心の中はぐちゃぐちゃで、言葉にならない叫びが溢れて止まらない。
「ほんの数日しか、一緒にいられなかった…!名前を呼ばれて、笑いあって、料理を作って……でも、それだけなんです……!」
喉が奥が痛む。張り詰めていたものが一気に壊れて、心の堤防が決壊していく。
「好きだ、愛してる、なんて一度も言ってくれたこともない…!私ばかり…私ばかり、想いを伝えて……必死で、しがみついて……」
頬に伝う涙が、顎を伝って膝の上に落ちる。
「なのにその人は……消えたんです……!」
怒りとも哀しみともつかない感情が、言葉と一緒に吐き出された。もう、自分でも何を言っているのかわからなかった。けれど、止められなかった。
「……悔しくてたまりません。……ハッピーエンドのために、って……受け入れたのに……これのどこが、ハッピーエンドなんですか?」
空腹と疲労、眠れない夜。
ずっと押し殺してきた感情が限界を超え、言うつもりのなかった本音が勝手にこぼれていく。
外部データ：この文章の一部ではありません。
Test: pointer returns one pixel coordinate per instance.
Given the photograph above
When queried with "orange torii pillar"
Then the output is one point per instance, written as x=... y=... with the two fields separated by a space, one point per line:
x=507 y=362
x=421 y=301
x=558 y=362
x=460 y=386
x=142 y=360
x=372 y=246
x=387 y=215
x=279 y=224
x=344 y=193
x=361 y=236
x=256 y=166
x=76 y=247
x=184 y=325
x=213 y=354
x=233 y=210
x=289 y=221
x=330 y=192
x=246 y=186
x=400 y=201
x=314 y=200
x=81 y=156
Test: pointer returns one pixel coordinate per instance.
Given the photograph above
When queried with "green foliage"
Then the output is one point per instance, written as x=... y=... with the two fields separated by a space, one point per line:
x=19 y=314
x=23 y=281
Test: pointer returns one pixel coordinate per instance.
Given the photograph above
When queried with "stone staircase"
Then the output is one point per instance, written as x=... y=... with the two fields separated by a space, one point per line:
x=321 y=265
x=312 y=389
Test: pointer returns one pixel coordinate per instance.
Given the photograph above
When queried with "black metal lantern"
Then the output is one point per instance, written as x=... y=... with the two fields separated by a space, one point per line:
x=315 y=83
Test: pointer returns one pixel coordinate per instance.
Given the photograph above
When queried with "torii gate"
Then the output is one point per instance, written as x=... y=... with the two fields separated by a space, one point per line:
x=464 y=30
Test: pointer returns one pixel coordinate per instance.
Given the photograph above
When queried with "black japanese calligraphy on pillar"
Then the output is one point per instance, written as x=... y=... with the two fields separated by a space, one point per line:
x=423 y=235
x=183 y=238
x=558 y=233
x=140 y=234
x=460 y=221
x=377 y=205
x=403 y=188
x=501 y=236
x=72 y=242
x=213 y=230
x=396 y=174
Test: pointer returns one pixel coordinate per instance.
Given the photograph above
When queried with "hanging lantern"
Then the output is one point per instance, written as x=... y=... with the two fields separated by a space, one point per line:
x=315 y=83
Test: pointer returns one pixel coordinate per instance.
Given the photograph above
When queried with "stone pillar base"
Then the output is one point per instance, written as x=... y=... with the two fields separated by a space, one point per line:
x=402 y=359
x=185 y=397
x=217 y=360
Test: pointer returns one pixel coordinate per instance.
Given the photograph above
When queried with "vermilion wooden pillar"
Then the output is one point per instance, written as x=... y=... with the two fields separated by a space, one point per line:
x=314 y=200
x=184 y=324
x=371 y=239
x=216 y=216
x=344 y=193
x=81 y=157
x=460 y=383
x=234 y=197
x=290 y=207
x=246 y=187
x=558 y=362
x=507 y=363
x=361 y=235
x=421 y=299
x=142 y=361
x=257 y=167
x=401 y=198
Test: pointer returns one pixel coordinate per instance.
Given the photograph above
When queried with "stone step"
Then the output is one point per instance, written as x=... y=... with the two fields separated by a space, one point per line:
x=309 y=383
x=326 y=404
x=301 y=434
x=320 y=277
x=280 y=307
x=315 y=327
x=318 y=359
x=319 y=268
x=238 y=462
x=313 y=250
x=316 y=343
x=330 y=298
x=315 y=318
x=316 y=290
「私には……、自分がなぜここにいるのかも……っ、家に帰りたいのに、帰る方法もわからないんです……!」
涙が止まらなかった。
言葉の合間に息を吸うたび、喉がひくりと鳴る。
「知り合いもいない、お金もない。……なのに、どうしろって言うんですかあっ……!」
張りつめていた感情の糸がぷつんと切れ、喉の奥から堰を切ったように嗚咽がこぼれ出す。胸を押さえる手が震え、肩が波のように上下する。吸っても吸っても足りなくて、苦しくて、それでも涙だけは止まらない。
「っ……ぅ……っ……ひっ……」
ぐしゃぐしゃになった顔を隠すように、両手に顔を埋める。それでも嗚咽は抑えきれず、声が漏れるたびに全身が震えた。
「これは僕の理解不足か…?」
「…いや。僕も、わからない」
低く、戸惑いを含んだ安室さんとコナンくんの声。彼らが何を話しているのか、それを理解する余裕なんてなかった。
頭は真っ白で、胸は痛くて、目の奥が焼けるほど熱い。
「何の話をされてるのか、さっぱりなんですが」
淡々とした声が、斜め前から聞こえてくる。
私は、小さく、かすれた声で答えた。
「……わからなくていいです。……ほっといてください……」
たったそれだけの言葉を吐くのに、喉の奥がびりびりと痛んだ。目を閉じると、涙がまたひとつ、頬を伝って落ちていく。安室さんはふうと、目立たぬ呼気で息を吐く。その隣で、コナンくんと視線を交わす気配がした。
ただ、ただ、私は泣いていた。子どもたちの賑やかな声が遠くに去って、温かかったはずの味噌汁も、すでに冷めてしまったあとだった。